Komentarze pod filmem są w większości pozytywne. Fani piosenkarza mają podobne poglądy. "Ta wolność twoja na ulicy, SUPER! Dzięki za zaangażowanie. Prawdziwie kochasz wolność daną człowiekowi od Boga", "Brawo za odwagę! Przynajmniej jako jeden z nielicznych celebrytów się nie sprzedał", "Jesteś wielki, całą Polska powinna tę piosenkę zaśpiewać", "Jak zwykle piękna i pełna prawdy piosenka" - zachwycali się fani Komarenki.

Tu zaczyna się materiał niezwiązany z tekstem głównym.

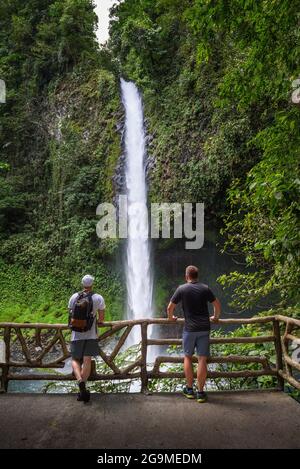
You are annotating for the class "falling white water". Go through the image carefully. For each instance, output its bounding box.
[121,78,153,344]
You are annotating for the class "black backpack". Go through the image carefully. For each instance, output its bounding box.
[69,291,95,332]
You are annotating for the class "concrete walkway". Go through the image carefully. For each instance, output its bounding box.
[0,392,300,449]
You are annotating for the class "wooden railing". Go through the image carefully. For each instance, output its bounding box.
[0,315,300,392]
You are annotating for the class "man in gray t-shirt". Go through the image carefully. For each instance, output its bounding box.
[68,275,105,402]
[168,265,221,402]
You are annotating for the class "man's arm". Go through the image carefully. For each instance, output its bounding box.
[210,298,221,323]
[98,309,105,324]
[167,301,177,321]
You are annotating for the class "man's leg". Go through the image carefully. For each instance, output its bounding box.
[72,358,82,381]
[81,357,92,382]
[197,355,207,392]
[184,355,194,388]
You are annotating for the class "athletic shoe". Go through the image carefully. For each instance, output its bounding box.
[196,391,207,404]
[182,386,195,399]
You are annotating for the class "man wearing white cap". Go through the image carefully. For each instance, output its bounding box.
[68,275,105,402]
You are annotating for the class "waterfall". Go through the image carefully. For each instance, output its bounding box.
[121,78,153,344]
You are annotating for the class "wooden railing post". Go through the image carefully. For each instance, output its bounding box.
[141,322,148,393]
[273,319,284,391]
[1,327,11,392]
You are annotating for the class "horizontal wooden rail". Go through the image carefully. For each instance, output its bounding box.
[0,315,300,391]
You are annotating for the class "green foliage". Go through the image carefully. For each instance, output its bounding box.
[0,263,124,323]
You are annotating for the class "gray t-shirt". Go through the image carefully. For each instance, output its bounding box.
[68,293,105,341]
[171,282,216,332]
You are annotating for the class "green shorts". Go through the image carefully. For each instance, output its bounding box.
[71,339,100,360]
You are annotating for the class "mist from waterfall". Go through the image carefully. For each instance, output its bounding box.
[121,78,153,344]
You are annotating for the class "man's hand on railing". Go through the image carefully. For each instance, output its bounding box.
[209,315,219,324]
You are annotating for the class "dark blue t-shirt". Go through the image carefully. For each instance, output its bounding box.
[171,282,216,332]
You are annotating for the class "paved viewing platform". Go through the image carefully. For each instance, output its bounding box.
[0,391,300,449]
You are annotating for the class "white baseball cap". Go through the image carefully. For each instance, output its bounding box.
[81,275,95,287]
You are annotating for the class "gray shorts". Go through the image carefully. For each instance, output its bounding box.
[71,339,100,360]
[182,331,209,357]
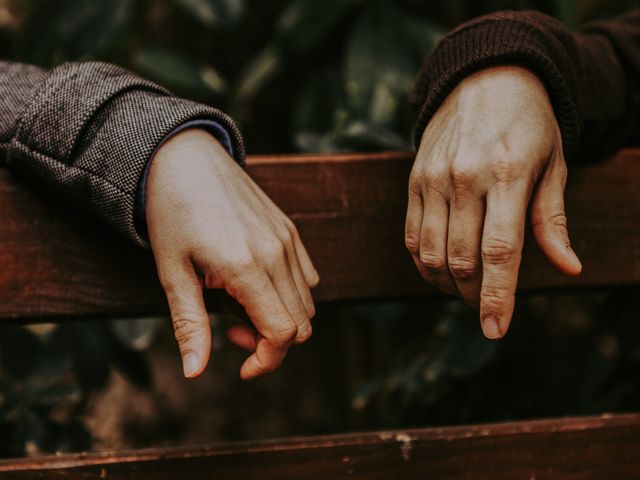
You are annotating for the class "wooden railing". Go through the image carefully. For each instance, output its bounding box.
[0,150,640,479]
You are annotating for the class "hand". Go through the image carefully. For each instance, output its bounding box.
[405,66,582,338]
[146,129,319,379]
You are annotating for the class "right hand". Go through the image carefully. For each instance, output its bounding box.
[405,65,582,338]
[146,129,319,379]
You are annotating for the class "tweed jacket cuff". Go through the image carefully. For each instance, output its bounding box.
[7,62,245,247]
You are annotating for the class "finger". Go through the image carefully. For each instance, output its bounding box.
[227,325,259,352]
[272,251,313,343]
[287,243,316,343]
[480,182,530,338]
[418,190,459,295]
[530,157,582,276]
[163,265,211,378]
[291,223,320,288]
[404,180,422,258]
[447,188,485,308]
[227,270,298,380]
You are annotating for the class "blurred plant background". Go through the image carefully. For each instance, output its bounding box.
[0,0,640,456]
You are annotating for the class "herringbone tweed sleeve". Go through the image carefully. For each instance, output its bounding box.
[0,62,245,247]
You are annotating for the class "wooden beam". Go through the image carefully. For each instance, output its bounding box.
[0,150,640,318]
[0,415,640,480]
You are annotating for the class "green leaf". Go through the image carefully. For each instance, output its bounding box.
[344,2,440,126]
[276,0,366,54]
[173,0,244,28]
[133,48,227,101]
[21,0,134,64]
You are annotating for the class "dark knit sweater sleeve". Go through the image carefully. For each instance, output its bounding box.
[0,62,245,246]
[416,11,640,159]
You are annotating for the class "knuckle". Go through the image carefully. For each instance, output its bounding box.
[260,238,286,265]
[491,158,518,183]
[420,251,447,273]
[549,212,567,229]
[173,311,199,345]
[482,236,520,265]
[480,287,513,314]
[256,356,280,375]
[284,216,300,238]
[404,233,420,254]
[221,250,257,276]
[449,256,480,280]
[451,165,478,191]
[296,323,313,343]
[422,169,449,195]
[273,323,298,346]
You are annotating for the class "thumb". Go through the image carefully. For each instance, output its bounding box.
[531,156,582,276]
[163,267,211,378]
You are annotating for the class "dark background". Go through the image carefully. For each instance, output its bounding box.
[0,0,640,456]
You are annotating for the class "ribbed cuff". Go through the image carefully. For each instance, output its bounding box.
[415,12,580,159]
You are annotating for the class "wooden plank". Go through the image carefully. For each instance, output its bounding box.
[0,150,640,318]
[0,415,640,480]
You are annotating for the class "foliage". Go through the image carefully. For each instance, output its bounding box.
[0,0,640,455]
[0,319,157,457]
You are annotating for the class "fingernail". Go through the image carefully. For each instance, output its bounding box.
[482,316,500,339]
[182,352,198,378]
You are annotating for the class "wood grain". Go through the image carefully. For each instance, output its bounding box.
[0,415,640,480]
[0,150,640,319]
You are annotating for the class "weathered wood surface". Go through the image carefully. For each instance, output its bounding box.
[0,415,640,480]
[0,150,640,318]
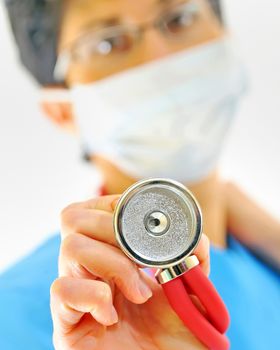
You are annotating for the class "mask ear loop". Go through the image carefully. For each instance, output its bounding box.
[158,258,230,350]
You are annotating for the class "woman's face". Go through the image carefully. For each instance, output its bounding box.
[59,0,222,86]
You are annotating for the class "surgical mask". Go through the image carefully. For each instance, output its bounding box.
[71,39,245,183]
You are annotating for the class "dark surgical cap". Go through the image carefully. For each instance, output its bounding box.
[5,0,222,85]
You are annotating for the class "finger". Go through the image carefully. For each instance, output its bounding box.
[62,194,121,215]
[50,277,118,334]
[59,233,152,304]
[193,233,210,276]
[61,207,118,247]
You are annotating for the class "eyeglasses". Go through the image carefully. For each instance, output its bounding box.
[55,1,199,80]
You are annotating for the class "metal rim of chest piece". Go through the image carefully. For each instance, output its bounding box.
[113,178,202,269]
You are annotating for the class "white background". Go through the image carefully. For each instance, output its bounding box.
[0,0,280,269]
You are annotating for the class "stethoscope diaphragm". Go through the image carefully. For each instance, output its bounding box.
[114,178,202,268]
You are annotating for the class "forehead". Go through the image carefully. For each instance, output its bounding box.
[62,0,175,44]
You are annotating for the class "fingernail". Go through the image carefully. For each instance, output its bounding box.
[139,279,153,300]
[111,306,119,323]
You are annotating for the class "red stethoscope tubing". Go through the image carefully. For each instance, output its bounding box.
[162,265,229,350]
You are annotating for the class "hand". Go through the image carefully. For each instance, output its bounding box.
[51,196,209,350]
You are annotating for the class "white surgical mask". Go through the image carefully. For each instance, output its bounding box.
[71,39,245,182]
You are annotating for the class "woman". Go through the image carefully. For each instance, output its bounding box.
[0,0,280,350]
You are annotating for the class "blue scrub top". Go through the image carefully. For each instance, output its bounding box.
[0,235,280,350]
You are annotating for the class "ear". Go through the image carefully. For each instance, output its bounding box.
[39,87,77,133]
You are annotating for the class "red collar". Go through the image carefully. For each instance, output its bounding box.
[98,184,108,196]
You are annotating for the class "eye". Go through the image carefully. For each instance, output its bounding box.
[164,4,197,34]
[96,32,134,56]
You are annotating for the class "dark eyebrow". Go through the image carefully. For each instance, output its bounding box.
[81,17,121,32]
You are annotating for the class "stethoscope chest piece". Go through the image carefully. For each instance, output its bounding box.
[114,178,202,269]
[114,178,229,350]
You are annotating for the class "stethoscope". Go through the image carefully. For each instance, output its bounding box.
[114,178,229,350]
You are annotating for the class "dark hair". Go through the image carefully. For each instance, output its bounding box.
[5,0,222,85]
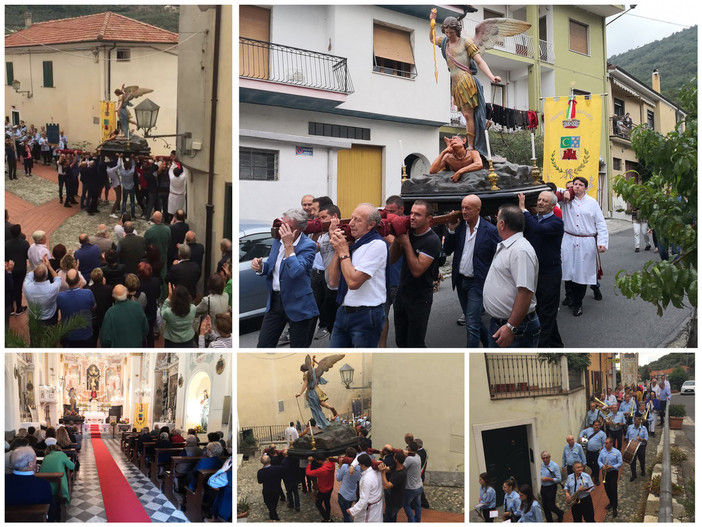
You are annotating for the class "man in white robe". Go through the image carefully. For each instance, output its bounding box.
[347,454,383,523]
[561,176,609,317]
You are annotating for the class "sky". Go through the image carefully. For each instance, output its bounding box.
[607,0,702,57]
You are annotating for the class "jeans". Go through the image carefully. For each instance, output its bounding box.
[536,268,563,348]
[329,303,385,348]
[122,187,136,219]
[314,490,332,521]
[404,487,424,523]
[283,480,300,509]
[395,289,434,348]
[337,494,353,523]
[488,313,541,348]
[456,274,485,348]
[80,181,88,209]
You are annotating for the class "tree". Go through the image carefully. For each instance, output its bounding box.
[668,366,689,390]
[614,79,697,316]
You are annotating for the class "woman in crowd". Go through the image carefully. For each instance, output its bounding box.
[57,254,87,291]
[100,249,124,287]
[518,483,543,523]
[161,284,195,348]
[137,262,161,348]
[88,267,112,338]
[49,243,68,273]
[478,472,497,523]
[502,476,522,522]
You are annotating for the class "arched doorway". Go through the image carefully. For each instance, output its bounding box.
[183,371,212,432]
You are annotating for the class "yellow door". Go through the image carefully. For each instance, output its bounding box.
[239,5,271,79]
[336,145,383,218]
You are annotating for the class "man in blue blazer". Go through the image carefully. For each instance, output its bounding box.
[251,209,319,348]
[519,190,563,348]
[444,194,502,348]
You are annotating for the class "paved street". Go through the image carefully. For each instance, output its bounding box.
[239,220,692,348]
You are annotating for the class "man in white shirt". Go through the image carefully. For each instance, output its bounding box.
[483,205,541,348]
[328,203,388,348]
[285,421,299,446]
[346,454,383,523]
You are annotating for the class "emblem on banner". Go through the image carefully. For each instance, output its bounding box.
[561,136,580,161]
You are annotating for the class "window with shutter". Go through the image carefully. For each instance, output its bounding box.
[43,60,54,88]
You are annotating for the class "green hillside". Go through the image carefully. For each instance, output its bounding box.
[5,4,179,34]
[607,26,697,103]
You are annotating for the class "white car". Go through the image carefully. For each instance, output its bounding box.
[680,381,695,395]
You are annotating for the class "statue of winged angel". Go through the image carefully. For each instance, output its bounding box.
[115,84,154,138]
[295,354,344,429]
[429,9,531,157]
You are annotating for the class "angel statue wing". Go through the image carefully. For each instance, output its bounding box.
[473,18,531,53]
[316,354,345,378]
[124,86,154,104]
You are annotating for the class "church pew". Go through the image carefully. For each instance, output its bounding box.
[5,503,50,522]
[163,456,202,508]
[149,446,190,487]
[34,472,70,522]
[185,469,219,522]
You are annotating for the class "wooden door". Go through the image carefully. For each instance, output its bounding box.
[239,5,271,79]
[336,145,383,218]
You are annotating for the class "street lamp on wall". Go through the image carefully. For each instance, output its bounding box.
[134,99,193,155]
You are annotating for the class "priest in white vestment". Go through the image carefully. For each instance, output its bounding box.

Jednak komentarze pod filmem to nie wszystko. Internauci w innych miejscach w sieci nie byli zachwyceni utworem. Ludzie nie szczędzili gorzkich słów. Pytali, co stało się z ich idolem sprzed lat, od kiedy głosi tak szkodliwe poglądy. Ivan Komarenko, tworząc piosenkę na tak kontrowersyjny temat, powinien być przygotowany na krytykę.
Inni podeszli do utworu z dużą dawką humoru: "Do każdej płyty aluminiowa czapeczka gratis!", "Zabawne jest to, jak zapomniany piosenkarz jednego hitu nagle znowu robi karierę poprzez szerzenie jakichś bzdur", "Szumowski tak się przestraszył, że już zawczasu podał się do dymisji" - pisali rozbawieni utworem internauci.
A co wy sądzicie o tym utworze i postawie piosenkarza?